The following is a reaction to my post on filatura. Its author, a very experienced operaphile, wishes to be anonymous. NK

Interesting essay on an arcane subject to be sure. The examples help immensely.

I’m reminded by your essay and the examples given that filatura along with all the other vocal techniques remain secondary to the beauty (or lack thereof) of the singer’s god given vocal timbre and individual instinctive artistic expression.

Some of the greatest technical singers with a full arsenal of impressive vocal skills will dazzle and amaze the listener with their flawless musicality and beautiful flowing lines, Kraus or Schipa are prime examples. (They are like the woodwind section of the orchestra.) As pleasurable as they are they somehow fail to move the listener at a deeply emotional visceral level. When I listen to Schipa for example I am impressed with the subtlety of delivery and beautiful line he produces, but after a while, I am ready to go to sleep. The same for Kraus. I’m in awe of the high notes, the flowing, effortless, beautiful vocal production; but pretty soon it’s snooze time.

The stentorian virtuoso singers Corelli, Del Monaco, or even Tucker dazzle the listener with their power and squillo (the brass section?). But after they hit the aria out of the park, they usually return to earth for the rest of the performance.

The soothing and caressing singers: Milanov, Caballe, and even Price (the string section, like the cello, violin/viola, and bass?) give gorgeous pleasure like rich French food.

We’ll categorize Birgit (stentorian brass?), multi-purpose Joan Sutherland (flute to cello to trumpet?), and the baritones at some other time because we have now come to the heart of the matter.

Continuing the vocal/orchestral analogy, we do have that special instrumental category that is not really a part of the orchestral palette. This instrument like the voice, has a unique musical timbre that when combined with dynamics and subtle colorization produces a variety of musical emotions that are hard to achieve elsewhere. I’m referring to the piano.

In the hands of virtuosi like Kapell or Benedetti or Rubinstein more than other equally skilled technical masters, we experience music in a heightened and intensified state of emotional reaction. How they achieve this is for others to explain (if they can?).

The same is true for singing. It’s what sets my big three apart from the crowd.

1. Pippo
2. Schmidt
3. Björling

Pippo is the supreme example of this hard-to-define phenomenon which produces such a soulful emotional effect. His interpretations are so distinctive and involving.

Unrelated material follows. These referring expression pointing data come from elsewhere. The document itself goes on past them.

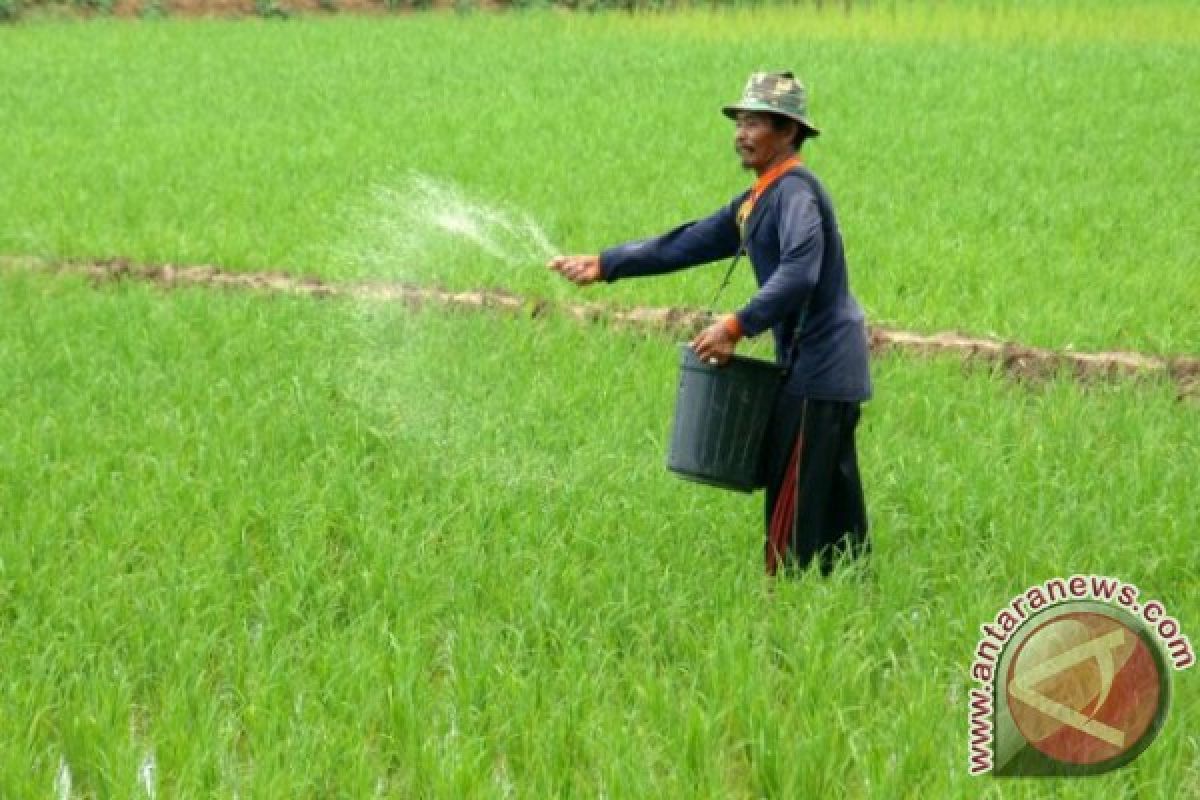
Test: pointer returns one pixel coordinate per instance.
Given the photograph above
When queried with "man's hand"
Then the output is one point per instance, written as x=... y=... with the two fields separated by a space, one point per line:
x=580 y=270
x=715 y=343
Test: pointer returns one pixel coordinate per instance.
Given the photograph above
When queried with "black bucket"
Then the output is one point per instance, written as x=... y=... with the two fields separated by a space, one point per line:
x=721 y=416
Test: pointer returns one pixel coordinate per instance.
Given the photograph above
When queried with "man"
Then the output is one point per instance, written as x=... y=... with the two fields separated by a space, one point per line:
x=786 y=223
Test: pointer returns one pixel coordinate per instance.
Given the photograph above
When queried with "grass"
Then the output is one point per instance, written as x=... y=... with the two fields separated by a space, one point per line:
x=310 y=549
x=288 y=547
x=1018 y=173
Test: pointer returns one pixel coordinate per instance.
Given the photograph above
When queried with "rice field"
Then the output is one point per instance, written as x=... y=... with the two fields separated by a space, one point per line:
x=256 y=545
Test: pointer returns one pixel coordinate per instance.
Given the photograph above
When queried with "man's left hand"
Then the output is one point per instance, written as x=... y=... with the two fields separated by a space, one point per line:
x=714 y=344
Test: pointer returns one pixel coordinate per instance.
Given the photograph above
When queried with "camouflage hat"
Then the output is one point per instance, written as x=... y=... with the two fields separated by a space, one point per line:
x=774 y=92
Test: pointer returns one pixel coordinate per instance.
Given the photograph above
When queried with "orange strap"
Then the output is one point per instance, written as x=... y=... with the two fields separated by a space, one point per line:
x=763 y=184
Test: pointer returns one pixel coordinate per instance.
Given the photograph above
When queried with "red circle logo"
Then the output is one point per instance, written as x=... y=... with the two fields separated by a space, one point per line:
x=1084 y=687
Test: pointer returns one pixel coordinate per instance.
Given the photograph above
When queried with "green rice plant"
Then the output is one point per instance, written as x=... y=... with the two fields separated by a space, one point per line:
x=960 y=208
x=285 y=547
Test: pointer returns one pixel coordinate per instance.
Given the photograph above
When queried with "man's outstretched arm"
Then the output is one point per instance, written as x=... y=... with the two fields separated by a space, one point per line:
x=689 y=245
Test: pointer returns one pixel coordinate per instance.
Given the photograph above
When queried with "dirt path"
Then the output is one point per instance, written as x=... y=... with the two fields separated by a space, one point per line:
x=1018 y=360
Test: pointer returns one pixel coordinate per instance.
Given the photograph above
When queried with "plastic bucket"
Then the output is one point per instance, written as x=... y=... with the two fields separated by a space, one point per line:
x=720 y=421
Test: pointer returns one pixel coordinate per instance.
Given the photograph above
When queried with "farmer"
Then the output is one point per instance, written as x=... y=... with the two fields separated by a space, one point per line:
x=786 y=223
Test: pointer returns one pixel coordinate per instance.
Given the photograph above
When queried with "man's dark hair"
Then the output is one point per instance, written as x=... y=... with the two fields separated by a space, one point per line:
x=780 y=122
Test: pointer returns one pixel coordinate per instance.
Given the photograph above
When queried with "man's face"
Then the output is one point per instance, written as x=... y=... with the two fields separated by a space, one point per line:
x=757 y=142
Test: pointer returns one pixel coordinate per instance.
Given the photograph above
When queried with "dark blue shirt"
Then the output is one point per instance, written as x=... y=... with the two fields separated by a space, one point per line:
x=796 y=248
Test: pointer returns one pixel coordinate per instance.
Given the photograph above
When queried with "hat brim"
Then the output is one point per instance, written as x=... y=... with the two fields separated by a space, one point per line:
x=765 y=108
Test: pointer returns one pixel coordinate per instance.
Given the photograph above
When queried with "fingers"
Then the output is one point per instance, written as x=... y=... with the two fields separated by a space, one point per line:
x=713 y=346
x=581 y=270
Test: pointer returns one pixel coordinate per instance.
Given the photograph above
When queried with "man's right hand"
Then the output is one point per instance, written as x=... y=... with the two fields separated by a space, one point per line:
x=580 y=270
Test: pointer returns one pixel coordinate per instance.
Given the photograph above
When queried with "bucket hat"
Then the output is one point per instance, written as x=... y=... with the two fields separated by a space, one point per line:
x=774 y=92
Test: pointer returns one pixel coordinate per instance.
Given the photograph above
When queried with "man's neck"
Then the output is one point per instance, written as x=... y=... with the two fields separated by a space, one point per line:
x=774 y=162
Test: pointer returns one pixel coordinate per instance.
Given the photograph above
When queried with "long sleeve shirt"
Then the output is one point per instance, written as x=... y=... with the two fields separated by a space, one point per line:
x=796 y=248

The Italian songs are a prime example. You hear things in his voice that stir and evoke feelings and images of the sun and atmosphere that raise these relatively mundane pieces to high art. You could say the same thing about Frank Sinatra.

One thing I hear in GDS that is virtually unique is his ability to use subtle inflection in the middle of a phrase. The 3rd act of Boheme or the last act of Tosca. Di Stefano is the only singer who makes the connecting bits of dialogue more beautiful and affecting than even the big set pieces. The way he will purposely vary the pronunciation of certain vowels such as the u in pura depending on the context is one of his distinctive interpretive touches. It’s his vocal signature. He is the only singer I have ever heard who does this with such effect. I think this is what is really extraordinary about him, rather than whatever was meant when critics referred to his excellent diction.

It’s as if he somehow mysteriously combines a blend of modulating dynamics inflective coloring, vocal techniques, a honeyed natural timbre, and expressive artistic interpretation to achieve effects that heighten the impact and understanding of what he is feeling as he sings. This results in an almost miraculously beautiful sound that somehow transforms the listener with a wave of emotional rapport with the meaning of what is being sung. Frequently Schmidt and Björling would do this at a level approaching Di Stefano. But Di Stefano is unequaled.

He was truly special, one of a kind. Somehow I felt all of this when I first heard him more than fifty years ago. I’m still having a hard time explaining him, but I think you know what I mean.